2. Who will win the U.S. Senate race?

The [Terri Lynn] Land campaign will “ride the wave” and her victory will depend on Republican and Independents voting Republican. [President Barack] Obama’s low approval rating and the relative weakness of the [Gary] Peters campaign keeps this race competitive. Land will benefit from a “reverse coattails” effect, as Michigan Republicans have a majority in the state Senate, state House and the Congressional delegation … all up for re-election. Land is running a disciplined campaign that is aggravating the Peter’s campaign and the Democrats. The issues are on her side, Obama’s politics are dragging down the Democrats and Peters is having a hard time landing a solid political punch.

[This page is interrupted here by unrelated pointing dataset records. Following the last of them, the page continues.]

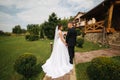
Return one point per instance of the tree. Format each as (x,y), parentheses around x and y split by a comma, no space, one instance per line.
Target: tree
(33,29)
(49,27)
(17,29)
(41,31)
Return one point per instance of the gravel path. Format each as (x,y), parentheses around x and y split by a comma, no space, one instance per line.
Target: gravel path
(81,57)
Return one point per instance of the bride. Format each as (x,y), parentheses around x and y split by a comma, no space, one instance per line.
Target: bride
(58,64)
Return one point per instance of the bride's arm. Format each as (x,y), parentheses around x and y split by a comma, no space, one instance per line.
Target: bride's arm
(61,37)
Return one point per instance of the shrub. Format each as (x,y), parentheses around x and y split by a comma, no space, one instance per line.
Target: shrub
(27,37)
(32,37)
(80,42)
(104,69)
(26,65)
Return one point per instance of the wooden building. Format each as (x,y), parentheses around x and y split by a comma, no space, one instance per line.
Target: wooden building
(107,15)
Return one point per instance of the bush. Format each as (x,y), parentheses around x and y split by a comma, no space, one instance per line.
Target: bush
(26,65)
(104,69)
(80,42)
(32,37)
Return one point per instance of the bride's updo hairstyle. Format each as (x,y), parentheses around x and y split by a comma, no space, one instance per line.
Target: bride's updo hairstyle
(59,26)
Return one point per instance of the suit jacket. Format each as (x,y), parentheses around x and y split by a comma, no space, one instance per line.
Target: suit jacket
(71,37)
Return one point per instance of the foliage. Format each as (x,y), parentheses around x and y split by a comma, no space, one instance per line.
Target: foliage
(80,42)
(12,47)
(4,33)
(64,23)
(89,46)
(103,68)
(81,73)
(33,29)
(26,65)
(17,30)
(31,37)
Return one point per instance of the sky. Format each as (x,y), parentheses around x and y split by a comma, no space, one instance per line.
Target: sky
(23,12)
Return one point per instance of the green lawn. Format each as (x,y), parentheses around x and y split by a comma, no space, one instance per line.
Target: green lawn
(89,46)
(12,47)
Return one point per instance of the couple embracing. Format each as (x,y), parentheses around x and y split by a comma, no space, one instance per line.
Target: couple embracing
(61,60)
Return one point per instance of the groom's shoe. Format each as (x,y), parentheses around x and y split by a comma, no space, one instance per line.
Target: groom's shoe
(71,62)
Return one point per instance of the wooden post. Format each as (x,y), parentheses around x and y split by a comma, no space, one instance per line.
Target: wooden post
(110,16)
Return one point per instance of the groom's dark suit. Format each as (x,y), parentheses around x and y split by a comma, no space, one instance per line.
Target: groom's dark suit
(71,41)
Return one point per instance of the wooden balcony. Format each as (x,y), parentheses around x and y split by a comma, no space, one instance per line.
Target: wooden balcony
(96,27)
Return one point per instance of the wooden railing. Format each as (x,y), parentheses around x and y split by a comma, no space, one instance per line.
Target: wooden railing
(96,27)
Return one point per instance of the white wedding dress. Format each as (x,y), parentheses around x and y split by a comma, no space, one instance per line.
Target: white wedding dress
(58,64)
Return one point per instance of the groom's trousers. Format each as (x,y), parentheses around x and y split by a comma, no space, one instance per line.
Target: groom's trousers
(71,53)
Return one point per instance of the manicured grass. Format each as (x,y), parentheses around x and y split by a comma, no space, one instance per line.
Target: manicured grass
(89,46)
(81,68)
(12,47)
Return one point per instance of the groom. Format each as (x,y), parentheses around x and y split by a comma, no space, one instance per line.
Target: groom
(71,40)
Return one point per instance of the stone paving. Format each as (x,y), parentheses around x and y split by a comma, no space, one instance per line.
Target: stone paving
(81,57)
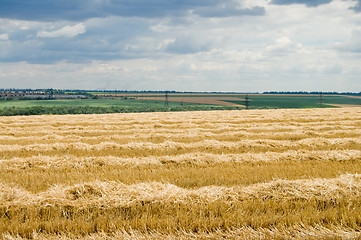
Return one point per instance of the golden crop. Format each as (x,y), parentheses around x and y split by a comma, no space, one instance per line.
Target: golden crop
(182,175)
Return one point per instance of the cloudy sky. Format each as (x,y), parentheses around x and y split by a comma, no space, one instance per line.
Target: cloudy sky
(182,45)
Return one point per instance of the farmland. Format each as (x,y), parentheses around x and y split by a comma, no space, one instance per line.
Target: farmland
(156,102)
(278,173)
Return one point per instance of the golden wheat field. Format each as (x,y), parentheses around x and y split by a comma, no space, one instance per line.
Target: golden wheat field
(256,174)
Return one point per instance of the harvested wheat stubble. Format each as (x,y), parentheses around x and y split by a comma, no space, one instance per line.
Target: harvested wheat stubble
(185,175)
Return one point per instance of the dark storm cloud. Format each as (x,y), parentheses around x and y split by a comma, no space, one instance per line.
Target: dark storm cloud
(76,10)
(309,3)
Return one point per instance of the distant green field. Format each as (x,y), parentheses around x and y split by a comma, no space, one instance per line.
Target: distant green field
(87,106)
(296,101)
(88,103)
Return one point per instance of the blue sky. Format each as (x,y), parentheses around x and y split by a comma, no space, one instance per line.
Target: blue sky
(204,45)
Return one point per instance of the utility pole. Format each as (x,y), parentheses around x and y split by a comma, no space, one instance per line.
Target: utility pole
(246,101)
(166,99)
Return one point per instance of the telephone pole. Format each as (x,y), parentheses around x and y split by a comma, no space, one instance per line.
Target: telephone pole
(246,101)
(166,99)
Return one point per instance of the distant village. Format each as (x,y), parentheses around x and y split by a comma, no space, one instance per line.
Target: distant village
(41,94)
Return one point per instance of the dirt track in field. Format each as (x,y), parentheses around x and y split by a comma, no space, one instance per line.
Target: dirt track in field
(344,105)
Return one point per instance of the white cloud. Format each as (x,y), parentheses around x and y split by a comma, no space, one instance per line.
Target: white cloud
(67,31)
(4,37)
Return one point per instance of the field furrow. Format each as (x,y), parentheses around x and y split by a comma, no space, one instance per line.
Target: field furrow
(182,175)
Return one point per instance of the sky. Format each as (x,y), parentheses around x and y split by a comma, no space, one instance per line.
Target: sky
(203,45)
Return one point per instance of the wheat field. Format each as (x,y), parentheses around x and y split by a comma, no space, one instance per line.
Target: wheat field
(256,174)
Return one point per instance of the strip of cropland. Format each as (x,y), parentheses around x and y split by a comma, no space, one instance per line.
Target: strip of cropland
(184,175)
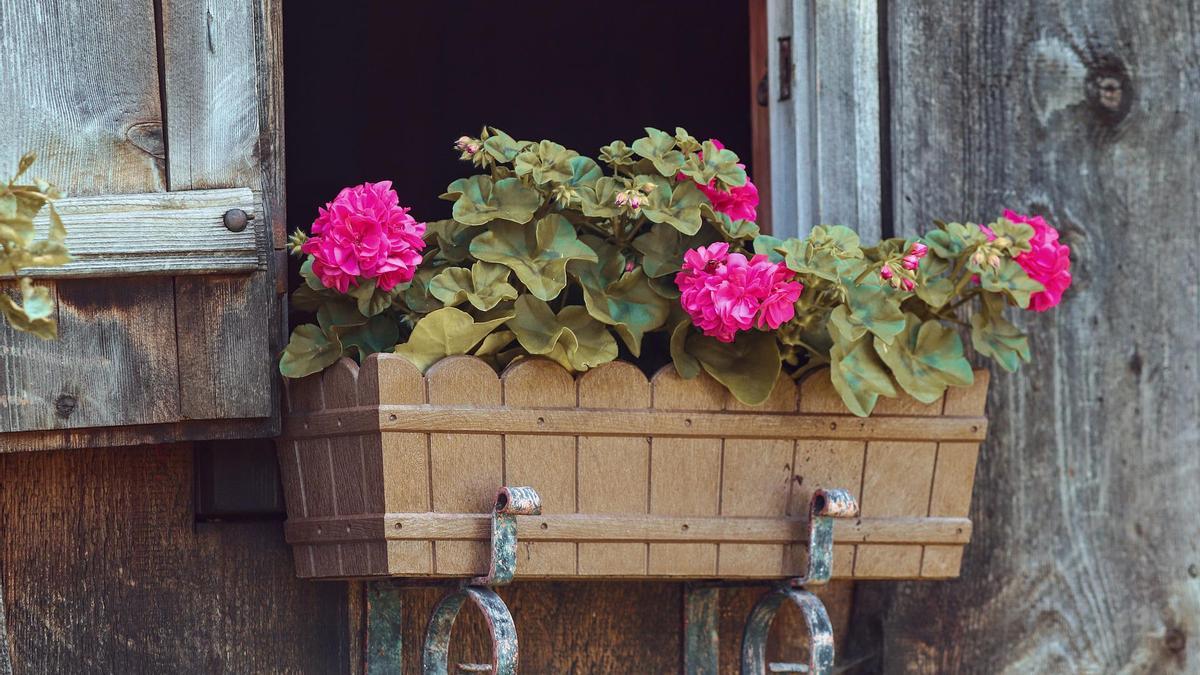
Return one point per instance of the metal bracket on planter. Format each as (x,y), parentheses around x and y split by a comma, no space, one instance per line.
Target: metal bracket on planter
(510,502)
(702,601)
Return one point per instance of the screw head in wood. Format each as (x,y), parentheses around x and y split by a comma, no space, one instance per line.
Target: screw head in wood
(235,220)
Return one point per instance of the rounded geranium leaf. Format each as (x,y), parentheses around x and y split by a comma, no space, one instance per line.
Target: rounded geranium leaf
(310,350)
(444,333)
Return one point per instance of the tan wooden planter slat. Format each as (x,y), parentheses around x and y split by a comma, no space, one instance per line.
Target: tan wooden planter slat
(389,472)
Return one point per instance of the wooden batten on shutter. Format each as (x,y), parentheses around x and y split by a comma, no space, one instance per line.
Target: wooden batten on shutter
(823,93)
(169,322)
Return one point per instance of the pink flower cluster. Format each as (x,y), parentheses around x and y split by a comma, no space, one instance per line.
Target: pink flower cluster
(738,203)
(1048,262)
(725,292)
(365,233)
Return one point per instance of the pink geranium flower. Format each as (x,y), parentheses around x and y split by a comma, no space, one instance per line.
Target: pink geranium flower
(738,203)
(365,233)
(1048,262)
(725,292)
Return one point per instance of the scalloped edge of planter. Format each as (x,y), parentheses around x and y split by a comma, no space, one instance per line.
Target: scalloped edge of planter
(389,472)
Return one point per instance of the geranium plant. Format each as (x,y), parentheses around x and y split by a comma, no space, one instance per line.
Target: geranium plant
(550,252)
(31,308)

3. Which party will win the state House?

The state House will remain in Republican control. The macro-political environment benefits the Republicans. Obama and weak statewide Democratic candidates give them little support statewide. However, there are some micro issues that have made some races more competitive than they should be.

 

Bill Ballenger, IMP founder and associate editor

1. Who will win the governor's race?

Woody Allen, as we know, said, "90% of life is just showing up," but that means the other 10% of the time we have to do a little more if we want to make something happen. I'm not sure Gov. Rick Snyder recognizes that. Until now, at least, he seems to have been content to just "show up" in front of the electorate and he'll be re-elected by acclamation based on his accomplishments over the past four years. Ain't gonna happen. Snyder has done too many controversial things to get by just on charm, of which he does not have an abundance --- nerds seldom do. He'll have to work for this. Right now, all the polls show he's in a cliffhanger with DemocratMark Schauer. I still think Snyder is the more likely winner on Nov. 4, but it will be close and I could be surprised.
 

2. Who will win the U.S. Senate race?

Many political observers, most of them Republican, like to compare this year's contest to 1994 --- that was the last year we had an open seat race for this important office between a Democratic Congressman and a Republican nominee who at the time was not an elected official. Everybody remembers that Republican Spencer Abraham won that contest pretty easily, but the similarities stop there.Terri Lynn Land is a very different candidate from Abraham, and she isn't running alongside a Rick Snyder who will be re-elected with 62% of the vote, which is the advantage Abraham had in 1994 when John Engler was re-elected governor by that margin. Land's strategy seems to be that this will be a Republican "wave" year and that her opponent is a lackluster garden variety liberal Democrat (Gary Peters) saddled with enormous baggage piled on him by an unpopular president. She appears to be trying to "run out the clock," avoiding debates and interaction with the news media and waiting for the momentum to crest in her favor on Nov. 4. She could be right --- remember, Jack Lousma, the former astronaut who was the Republican nominee in 1984, was polling farther behind one-term incumbent Democrat Carl Levin in 1984 than Land is now, but when Ronald Reagan carried Michigan in a landslide he almost dragged Lousma across the finish line with him. Land has no such savior in sight this year, so unless she changes her strategy the underwhelming Peters is more likely to win.
 

3. Which party will win the state House?

It's hard not to agree with the conventional wisdom --- minority Democrats are unlikely to net-gain the five seats they need to regain control of the state House of Representatives. For that to happen, they would have to "run the table" --- re-elect vulnerable incumbents like Theresa Abed, Collene Lamonte, and Winnie Brinks, win every open seat in marginal districts like the 21st, 56th and 84th, and knock off a handful of sitting Republicans like Jeff Farrington, Ray Franz, Martin Howrylak, and Pat Somerville. If this were 2012, maybe that's doable, but this is a different year. It may not be a "wave" GOP year like 1994 or 2010, but it's going to be a lot better for Republican candidates up and down the ballot. The most likely result is a small net-plus for the Dems (say, 52 or 53 seats as opposed to the 51 they have now) to a small net-plus for the Republicans (say, 60 or 61 compared with the 59 they now hold).